STANDARD: Ein prominentes Beispiel ist Albert Camus, der sich 1944 in die Schauspielerin Maria Casarès verliebte. Es ist ein "coup de foudre", aber Camus ist verheiratet, und sie vereinbaren, dass ihre Liebe nur bis zum Ende des Krieges dauern soll. Sie treffen einander zwar wieder, aber kurz darauf stirbt Camus. Sie schrieben dutzende Briefe, die sehr sehnsuchtsvoll klingen, beinahe quälend.

Roland Bösel: Sehnsucht ist etwas Schönes – und gleichzeitig Gift fürs Leben. Weil die Sehnsucht ein bodenloses Gefühl ist. Wir Menschen müssen nach einer aufregenden Phase immer zurück auf den Boden kommen. Wenn man ständig verliebt ist, ist es so, als würde man nicht mehr schlafen, weil das Leben zu aufregend ist. Unser Gehirn braucht auch wieder die Entspannung.

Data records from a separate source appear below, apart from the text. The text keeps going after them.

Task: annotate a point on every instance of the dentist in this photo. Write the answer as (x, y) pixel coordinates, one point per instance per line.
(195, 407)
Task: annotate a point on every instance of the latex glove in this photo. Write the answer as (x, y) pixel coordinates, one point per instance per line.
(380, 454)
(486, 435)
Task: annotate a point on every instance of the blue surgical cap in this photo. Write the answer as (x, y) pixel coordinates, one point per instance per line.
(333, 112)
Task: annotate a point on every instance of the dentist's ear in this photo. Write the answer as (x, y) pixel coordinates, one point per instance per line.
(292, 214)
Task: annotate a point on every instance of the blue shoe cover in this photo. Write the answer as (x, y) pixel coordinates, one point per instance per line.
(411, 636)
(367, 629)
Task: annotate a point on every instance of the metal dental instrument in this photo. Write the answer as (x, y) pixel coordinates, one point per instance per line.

Sabine Bösel: Darum haben die Ehepartner ja bei einer Affäre oft wenig Chancen. Man turtelt herum und der Partner zu Hause, mit der schmutzigen Wäsche und dem kranken Kind, erscheint dagegen wenig attraktiv.

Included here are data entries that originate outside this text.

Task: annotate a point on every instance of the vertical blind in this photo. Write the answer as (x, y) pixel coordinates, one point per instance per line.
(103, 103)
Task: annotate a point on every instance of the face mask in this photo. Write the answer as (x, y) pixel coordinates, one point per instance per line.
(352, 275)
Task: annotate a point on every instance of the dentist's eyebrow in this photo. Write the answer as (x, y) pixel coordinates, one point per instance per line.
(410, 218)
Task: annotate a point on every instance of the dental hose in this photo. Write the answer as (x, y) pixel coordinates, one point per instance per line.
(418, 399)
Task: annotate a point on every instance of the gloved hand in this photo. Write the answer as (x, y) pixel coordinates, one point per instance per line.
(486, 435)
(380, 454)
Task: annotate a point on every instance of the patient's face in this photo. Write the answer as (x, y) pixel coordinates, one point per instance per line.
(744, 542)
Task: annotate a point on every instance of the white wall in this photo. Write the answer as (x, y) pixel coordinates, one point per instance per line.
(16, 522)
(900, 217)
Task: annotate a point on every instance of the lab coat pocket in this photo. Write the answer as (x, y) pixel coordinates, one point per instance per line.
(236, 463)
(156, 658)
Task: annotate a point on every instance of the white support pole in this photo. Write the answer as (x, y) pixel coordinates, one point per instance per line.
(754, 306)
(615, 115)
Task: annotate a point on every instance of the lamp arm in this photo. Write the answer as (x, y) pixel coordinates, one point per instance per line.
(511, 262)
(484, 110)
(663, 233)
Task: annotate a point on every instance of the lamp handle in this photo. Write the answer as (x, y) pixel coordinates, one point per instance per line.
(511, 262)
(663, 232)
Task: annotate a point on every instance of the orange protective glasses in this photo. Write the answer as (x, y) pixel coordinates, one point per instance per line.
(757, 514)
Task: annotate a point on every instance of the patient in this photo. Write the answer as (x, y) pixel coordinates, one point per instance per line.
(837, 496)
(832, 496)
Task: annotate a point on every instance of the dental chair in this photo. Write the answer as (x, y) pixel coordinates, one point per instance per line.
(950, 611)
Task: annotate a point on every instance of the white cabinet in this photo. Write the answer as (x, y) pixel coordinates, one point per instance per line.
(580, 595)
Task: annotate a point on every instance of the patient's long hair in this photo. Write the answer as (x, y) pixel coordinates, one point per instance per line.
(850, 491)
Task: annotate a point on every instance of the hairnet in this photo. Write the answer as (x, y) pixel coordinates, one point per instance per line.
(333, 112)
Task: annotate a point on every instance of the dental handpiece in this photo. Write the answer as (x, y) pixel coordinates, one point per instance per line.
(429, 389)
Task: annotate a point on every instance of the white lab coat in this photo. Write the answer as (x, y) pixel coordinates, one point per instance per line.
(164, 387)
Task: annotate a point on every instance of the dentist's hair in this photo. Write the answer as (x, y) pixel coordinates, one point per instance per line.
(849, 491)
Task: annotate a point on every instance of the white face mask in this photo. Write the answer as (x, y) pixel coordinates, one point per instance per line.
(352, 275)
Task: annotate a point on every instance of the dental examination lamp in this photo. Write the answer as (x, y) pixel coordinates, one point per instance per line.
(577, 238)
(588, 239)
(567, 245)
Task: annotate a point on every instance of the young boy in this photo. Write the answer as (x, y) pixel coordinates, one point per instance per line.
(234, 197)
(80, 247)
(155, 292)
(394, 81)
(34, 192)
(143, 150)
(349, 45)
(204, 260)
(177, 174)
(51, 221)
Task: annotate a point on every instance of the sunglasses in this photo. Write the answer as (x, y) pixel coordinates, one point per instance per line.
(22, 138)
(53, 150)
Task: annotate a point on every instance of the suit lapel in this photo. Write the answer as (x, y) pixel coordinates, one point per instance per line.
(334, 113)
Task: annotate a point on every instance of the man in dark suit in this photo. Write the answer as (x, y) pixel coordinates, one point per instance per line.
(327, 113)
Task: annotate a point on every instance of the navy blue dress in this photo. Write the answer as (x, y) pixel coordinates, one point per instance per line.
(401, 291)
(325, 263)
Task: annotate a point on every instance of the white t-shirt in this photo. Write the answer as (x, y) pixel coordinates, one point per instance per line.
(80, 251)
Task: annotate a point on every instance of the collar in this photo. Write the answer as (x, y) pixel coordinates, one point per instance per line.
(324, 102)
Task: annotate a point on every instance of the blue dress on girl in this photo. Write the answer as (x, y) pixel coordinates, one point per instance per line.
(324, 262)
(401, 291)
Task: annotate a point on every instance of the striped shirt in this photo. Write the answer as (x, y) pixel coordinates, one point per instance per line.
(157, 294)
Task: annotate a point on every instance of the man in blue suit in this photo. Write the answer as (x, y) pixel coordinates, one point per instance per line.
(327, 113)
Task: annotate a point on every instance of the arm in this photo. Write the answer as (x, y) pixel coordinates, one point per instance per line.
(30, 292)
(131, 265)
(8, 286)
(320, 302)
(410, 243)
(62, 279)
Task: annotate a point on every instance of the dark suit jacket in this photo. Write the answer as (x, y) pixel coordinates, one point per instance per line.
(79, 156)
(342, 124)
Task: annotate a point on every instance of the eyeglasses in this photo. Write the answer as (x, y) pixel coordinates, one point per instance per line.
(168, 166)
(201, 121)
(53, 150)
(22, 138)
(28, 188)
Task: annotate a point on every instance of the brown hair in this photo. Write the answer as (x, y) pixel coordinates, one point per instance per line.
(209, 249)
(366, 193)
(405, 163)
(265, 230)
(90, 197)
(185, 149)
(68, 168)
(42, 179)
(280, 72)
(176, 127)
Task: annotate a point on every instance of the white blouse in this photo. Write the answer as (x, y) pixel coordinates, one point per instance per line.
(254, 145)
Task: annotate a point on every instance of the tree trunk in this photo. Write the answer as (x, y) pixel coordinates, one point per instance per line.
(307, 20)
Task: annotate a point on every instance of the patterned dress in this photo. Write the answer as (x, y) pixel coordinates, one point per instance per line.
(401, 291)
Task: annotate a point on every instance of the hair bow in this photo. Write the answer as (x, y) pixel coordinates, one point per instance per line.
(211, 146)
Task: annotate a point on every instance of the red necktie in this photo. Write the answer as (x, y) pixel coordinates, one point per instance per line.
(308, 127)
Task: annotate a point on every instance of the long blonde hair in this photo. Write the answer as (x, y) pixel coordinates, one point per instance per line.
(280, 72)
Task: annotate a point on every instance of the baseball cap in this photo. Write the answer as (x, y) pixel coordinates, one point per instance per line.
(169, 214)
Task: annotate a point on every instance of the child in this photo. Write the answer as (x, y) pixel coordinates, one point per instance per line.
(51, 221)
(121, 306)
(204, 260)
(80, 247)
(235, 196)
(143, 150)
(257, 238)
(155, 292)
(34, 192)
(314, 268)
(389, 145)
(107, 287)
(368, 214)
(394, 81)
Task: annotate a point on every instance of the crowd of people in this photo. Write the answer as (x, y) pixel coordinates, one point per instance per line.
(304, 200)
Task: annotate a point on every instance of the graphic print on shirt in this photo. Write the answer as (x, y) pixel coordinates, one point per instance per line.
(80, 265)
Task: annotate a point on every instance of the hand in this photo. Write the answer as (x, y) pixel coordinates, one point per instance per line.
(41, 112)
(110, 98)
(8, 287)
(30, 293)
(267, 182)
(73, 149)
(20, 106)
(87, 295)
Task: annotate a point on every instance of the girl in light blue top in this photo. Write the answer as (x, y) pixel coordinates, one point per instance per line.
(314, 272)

Roland Bösel: Deshalb hat meine Frau, als ich vor einigen Jahren eine Affäre hatte, gesagt: Ich lasse dir Zeit. Ich weiß nicht, wie lange, aber ich möchte dich zurück. Hätte sie gesagt: Du musst dich morgen entscheiden – ich wüsste nicht, wie ich mich entschieden hätte.

STANDARD: Das ist sehr stark!

Roland Bösel: Und sehr klug.

Sabine Bösel: Mir war damals gar nicht bewusst, wie klug ich da gerade bin.

STANDARD: Auf die Verliebtheit folgt erstmal der Verlust der Nähe und dann die Ernüchterung. Man erkennt, dass der Partner doch nicht so perfekt ist, merkt, was alles nicht passt, und Streitigkeiten kommen auf. Ist das die Phase, in der Paare normalerweise zu Ihnen kommen?

Roland Bösel: Nein, eher, wenn sie dann schon in der nächsten Phase, dem Machtkampf, sind. Denn die Ernüchterung tritt ja oft schon sehr früh ein, und einige Paare lassen es dann oft gleich bleiben. Andere denken sich: Das wird schon wieder, sie heiraten, bekommen ein Kind. Aber die Beziehung wird dadurch nicht besser, sondern im Gegenteil: Es gibt immer mehr Streit.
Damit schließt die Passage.